In no way is the vocation for power reprehensible, of course, the one that -we hope- responds to the desire to achieve democratization through voting. The possible founding election abounds in incentives that other elections did not have. In any case, although belated and bumpy, a wise and pragmatic reorientation is desirable. But again the turn comes as a surprise, a sudden move, a twist that, rather than strategic, seems reactive. It is also surprising the determination to start by the end: looking for someone who embodies a national project when there is not even clarity regarding what that political offer will be like or how it will be guaranteed broad support. Charisma, personal charm or popularity seem to once again top the list of requirements for such an assignment, rather than the proposals and relational innovations that circumstance forces us to deploy.

However, what some people underestimate when responding to the “here and now”, to the present that always threatens to cut the string under which the ephemeral occasion hangs, does not seem insignificant. A plan that prefigures a vision of a State, arising from a robust political consensus, is no small thing at this point, nor can it be dispatched on account of the usual we will see. Thus, once again, what is urgent threatens to crush what is important. Embracing the democratic modes of power transfer without shielding the qualities of that change could lead us to new dead ends. Far from propping up the long term, the syndrome of “I am also a candidate” – much like the farce written by Venezuela musician Rafael Guinand in 1939 – reveals an opposition that, instead of maturing, continues to be seduced by improvisation. (It is worth remembering Giulio Andreotti’s poignant sentence: “Power wears out those who do not have it”…)

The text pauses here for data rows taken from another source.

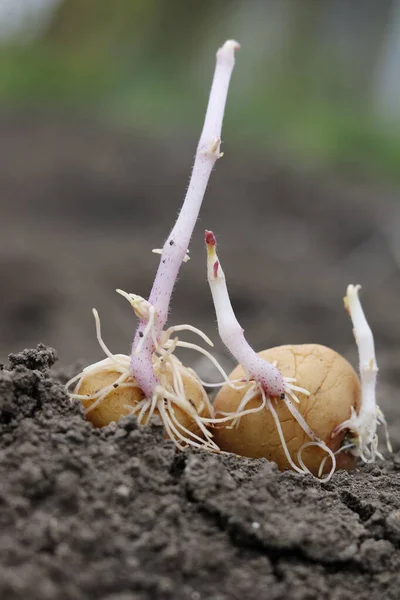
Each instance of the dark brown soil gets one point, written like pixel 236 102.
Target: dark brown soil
pixel 117 513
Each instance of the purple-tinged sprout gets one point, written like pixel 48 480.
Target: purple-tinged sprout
pixel 152 380
pixel 176 246
pixel 267 379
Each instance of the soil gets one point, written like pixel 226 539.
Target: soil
pixel 117 513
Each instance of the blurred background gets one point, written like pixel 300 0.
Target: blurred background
pixel 101 106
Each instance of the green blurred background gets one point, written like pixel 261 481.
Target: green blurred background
pixel 101 106
pixel 319 79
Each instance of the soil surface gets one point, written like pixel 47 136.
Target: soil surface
pixel 118 513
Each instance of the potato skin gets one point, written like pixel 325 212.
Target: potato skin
pixel 334 387
pixel 112 408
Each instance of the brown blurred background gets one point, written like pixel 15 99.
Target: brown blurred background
pixel 101 105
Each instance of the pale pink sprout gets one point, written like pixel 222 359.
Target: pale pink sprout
pixel 176 246
pixel 266 377
pixel 152 360
pixel 362 438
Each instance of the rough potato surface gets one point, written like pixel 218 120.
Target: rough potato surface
pixel 334 388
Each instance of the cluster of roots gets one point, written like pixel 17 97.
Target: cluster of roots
pixel 243 418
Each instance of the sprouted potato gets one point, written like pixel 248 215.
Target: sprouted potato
pixel 152 380
pixel 334 391
pixel 336 417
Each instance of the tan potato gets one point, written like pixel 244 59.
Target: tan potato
pixel 113 406
pixel 334 387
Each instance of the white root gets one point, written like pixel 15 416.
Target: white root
pixel 166 395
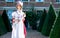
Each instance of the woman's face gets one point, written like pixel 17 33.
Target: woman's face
pixel 18 6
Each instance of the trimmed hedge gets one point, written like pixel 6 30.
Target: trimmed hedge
pixel 32 19
pixel 6 21
pixel 42 20
pixel 49 21
pixel 55 32
pixel 3 29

The truth is that after the history of literal and symbolic scrapping left by these years, the idea of ​​rebuilding the political nation, and the idea of integration synthesized into a social contract, is not a minor matter. A realistic vision of power should therefore consider not only the dramatic distance that separates us from other moments of fair or unfair struggle between Chavismo and the opposition but also the reconfiguration of the motivations and expectations of citizens. The electorate in 2024 will very possibly be different, one that has purged its weariness by turning to the solution of the problems of survival and that, even urged by its emotional brain, will not stop appealing to rational choice (A. Downs, 1957 ). This means that their decision would depend on the gains from voting outweighing those from not showing up to vote. A maximization of benefits that contemplates elements such as the effective value of the vote for the individual, the immediate possibility of gaining something with it; as well as the value of voting per se, or the long-term benefits for citizens in the ideal framework of a democratic system.

Based on the aspiration to encompass plurality, the reconfiguration of an offer that addresses both elements is essential today. It is not about arousing the tough voter with gimmicky formulas that worked at other times, like the manipulation of rage, the epic complaining and the crafty suppression of the solution. It is neither about pre-manufacturing a leader through marketing, without being sure that they possess the attributes of a statesman. Experience tells us that, in the face of a vicious adversary that thrives in crisis thanks to its anti-fragility, an opposition that despises the aggregation of forces becomes its own enemy. An enemy of the possibility of promoting changes that will necessarily demand the “historical incorporation” -as Ortega y Gasset affirmed- of many pre-existing social units into a new structure.

Aware of an illustrious past to which we may not return, it is worth reviewing the referents of other times and their ways of approaching difficulty. This is the case of Betancourt, who devoted himself to a thorough understanding of the Venezuelan reality and the weaknesses and potentialities of the national economy to insert it into the democratic channels of modernity, for example. Wisdom sharpened by study, which led him to evolve from the Marxist influence of the Barranquilla Plan to the more mature conception of a “homemade” social democracy based on consensus, that remains a model of flexibility and ability to embrace change without losing the democratic north. “Conducting programmatic politics from power requires much more than testicular determination”, Betancourt affirmed. This quote invites us to think about that irresistible project of a nation that, before having skilled messengers, must be outlined and built on solid pillars.